Hasilnya, petugas menjaring 16 PSK sebagian besar wajah baru. Razia gabungan digelar di sejumlah warung remang-remang di dua titik di wilayah Kabupaten Mojokerto. Yakni di Desa Awang-Awang, Kecamatan Pungging dan Desa Randu Bango, Kecamatan Mojosari.
Mereka biasa mangkal di warung remang-remang yang menyediakan tempat bagi pria hidung belang.
"Selain untuk menegakkan perda nomor 2 tahun 2013 tentang ketertiban umum, juga untuk mengantisipasi rencana penutupan lokalisasi di Surabaya agar jangan sampai PSK lari ke wilayah kami," jelas Kadinsos Kabupaten Mojokerto, Hariyono kepada wartawan, Selasa (20/5/2014).

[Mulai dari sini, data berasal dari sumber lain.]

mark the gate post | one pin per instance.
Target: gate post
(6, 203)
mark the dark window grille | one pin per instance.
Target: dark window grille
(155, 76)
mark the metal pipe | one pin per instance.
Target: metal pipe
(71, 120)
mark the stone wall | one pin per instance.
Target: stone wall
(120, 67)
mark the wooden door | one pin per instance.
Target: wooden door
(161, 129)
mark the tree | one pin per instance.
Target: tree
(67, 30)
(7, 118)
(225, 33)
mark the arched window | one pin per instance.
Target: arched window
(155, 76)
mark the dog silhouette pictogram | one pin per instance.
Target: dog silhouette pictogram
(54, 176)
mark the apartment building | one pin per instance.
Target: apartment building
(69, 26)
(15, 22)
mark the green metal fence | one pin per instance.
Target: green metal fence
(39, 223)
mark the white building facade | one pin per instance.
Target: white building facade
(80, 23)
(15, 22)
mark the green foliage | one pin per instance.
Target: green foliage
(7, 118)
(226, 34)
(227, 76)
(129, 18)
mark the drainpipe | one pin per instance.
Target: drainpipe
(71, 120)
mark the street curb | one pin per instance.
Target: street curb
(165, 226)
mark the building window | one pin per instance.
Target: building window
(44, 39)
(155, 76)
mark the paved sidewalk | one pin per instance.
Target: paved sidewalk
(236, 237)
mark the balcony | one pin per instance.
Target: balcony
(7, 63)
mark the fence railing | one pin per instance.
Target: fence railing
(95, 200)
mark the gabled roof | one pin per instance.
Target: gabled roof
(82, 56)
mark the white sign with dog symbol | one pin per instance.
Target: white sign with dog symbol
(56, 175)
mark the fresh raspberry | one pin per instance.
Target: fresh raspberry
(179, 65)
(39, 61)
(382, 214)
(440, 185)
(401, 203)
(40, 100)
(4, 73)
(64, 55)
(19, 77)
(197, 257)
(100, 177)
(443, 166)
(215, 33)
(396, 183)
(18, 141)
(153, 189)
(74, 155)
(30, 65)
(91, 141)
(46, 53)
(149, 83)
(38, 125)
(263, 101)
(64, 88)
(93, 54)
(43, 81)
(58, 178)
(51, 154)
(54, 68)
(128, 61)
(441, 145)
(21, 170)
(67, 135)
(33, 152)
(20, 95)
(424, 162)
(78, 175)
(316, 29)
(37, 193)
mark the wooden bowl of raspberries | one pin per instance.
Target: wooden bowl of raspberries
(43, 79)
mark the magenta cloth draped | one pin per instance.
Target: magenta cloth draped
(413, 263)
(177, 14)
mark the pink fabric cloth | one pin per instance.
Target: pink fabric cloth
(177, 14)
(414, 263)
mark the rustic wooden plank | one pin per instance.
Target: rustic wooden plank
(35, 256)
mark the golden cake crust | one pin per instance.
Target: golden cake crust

Sempat terjadi aksi kejar-kejaran antara petugas dengan seorang PSK di salah satu warung remang-remang di Desa Awang-awang. Seorang PSK lari tunggang langgang saat melihat petugas mendekati warung tempatnya mangkal. Namun wanita bertumbuh gemuk ini, akhirnya bisa ditangkap petugas.
Selain menjaring belasan PSK, razia gabungan kali ini juga menjaring 9pengemis jalanan. Baik PSK maupun pengemis, akan menjalani pemeriksaan kesehatan di kantor Dinsos Kabupaten Mojokerto.
"Akan kita lakukan tes kesehatan mereka, kemudian kita dalami bakat dan minat mereka. Nantinya kita sesuaikan dengan keterampilan yang akan kita berikan, untuk mengentaskan mereka dari pekerjaan saat ini," pungkas Hariyono.